His financial abilities placed him early at the head of the important firm "Bakri Brothers", founded by his father. In 1797, Bakri married Aziza, a niece of Naphtali Busnash, who at that time became a partner in the firm, which then assumed the name "Bakri Busnash". Supported by the regency (needs source) the company expanded its business at sea, and many European governments entrusted them with the management of their Algerian money affairs. During the dearth of food in France they supplied the latter with a considerable quantity of wheat on credit; and on their advice, the Dey authorized a loan to the French Directory of five million francs, the credit for which was eventually transferred to them.

The settlement of this loan brought about thirty years later the definitive rupture between the regency and France, and, finally, the conquest of Algeria by the French. On the assassination of Busnash and the anti-Jewish riots which followed it, the firm "Bakri Busnash" became insolvent; and Bakri himself was thrown into prison under the pretext that the firm owed the regency a sum of five million francs.
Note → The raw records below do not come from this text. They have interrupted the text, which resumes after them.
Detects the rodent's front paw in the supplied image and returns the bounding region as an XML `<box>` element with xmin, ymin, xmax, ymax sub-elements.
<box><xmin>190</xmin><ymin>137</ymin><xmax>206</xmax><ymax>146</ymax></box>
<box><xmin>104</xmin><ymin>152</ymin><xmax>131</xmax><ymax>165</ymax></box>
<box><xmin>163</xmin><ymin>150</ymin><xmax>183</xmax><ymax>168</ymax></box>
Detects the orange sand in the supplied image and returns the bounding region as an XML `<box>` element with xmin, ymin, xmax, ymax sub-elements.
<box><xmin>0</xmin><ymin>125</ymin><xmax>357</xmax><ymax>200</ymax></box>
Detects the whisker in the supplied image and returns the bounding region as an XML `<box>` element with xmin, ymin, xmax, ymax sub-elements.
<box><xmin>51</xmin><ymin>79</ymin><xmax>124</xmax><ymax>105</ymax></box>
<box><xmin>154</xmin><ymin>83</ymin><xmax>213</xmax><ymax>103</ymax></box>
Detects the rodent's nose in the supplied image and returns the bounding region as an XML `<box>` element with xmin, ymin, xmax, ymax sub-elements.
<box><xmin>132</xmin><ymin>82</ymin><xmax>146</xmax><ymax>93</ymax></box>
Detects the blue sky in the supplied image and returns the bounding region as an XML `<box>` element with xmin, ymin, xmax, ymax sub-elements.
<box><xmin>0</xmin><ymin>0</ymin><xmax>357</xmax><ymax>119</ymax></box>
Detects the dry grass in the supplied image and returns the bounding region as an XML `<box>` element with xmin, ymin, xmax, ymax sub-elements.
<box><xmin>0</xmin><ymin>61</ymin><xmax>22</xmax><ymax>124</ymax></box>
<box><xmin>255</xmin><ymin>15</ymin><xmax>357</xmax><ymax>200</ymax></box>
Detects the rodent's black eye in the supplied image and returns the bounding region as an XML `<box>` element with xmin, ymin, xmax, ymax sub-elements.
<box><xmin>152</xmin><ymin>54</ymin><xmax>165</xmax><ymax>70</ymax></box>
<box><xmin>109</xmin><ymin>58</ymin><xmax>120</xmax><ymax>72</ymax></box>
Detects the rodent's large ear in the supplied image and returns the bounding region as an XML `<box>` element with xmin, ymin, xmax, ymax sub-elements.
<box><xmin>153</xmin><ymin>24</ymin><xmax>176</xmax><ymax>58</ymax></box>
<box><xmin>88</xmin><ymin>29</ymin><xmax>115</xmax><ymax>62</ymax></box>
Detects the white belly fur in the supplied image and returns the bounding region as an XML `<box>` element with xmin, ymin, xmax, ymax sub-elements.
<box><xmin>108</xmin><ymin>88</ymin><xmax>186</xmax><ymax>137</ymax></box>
Set free on a promise to pay the alleged debt, he soon built up the firm "Bakri," owing to the help he received from several European governments for the services he had rendered them. He even succeeded in winning the confidence of the new Dey, who appointed him in 1806 chief of the Algerian Jews. This post proved fatal to him. His irreconcilable enemy, David Duran, who coveted this office, is thought to have undermined Bakri's position. The latter was accused of high treason and decapitated.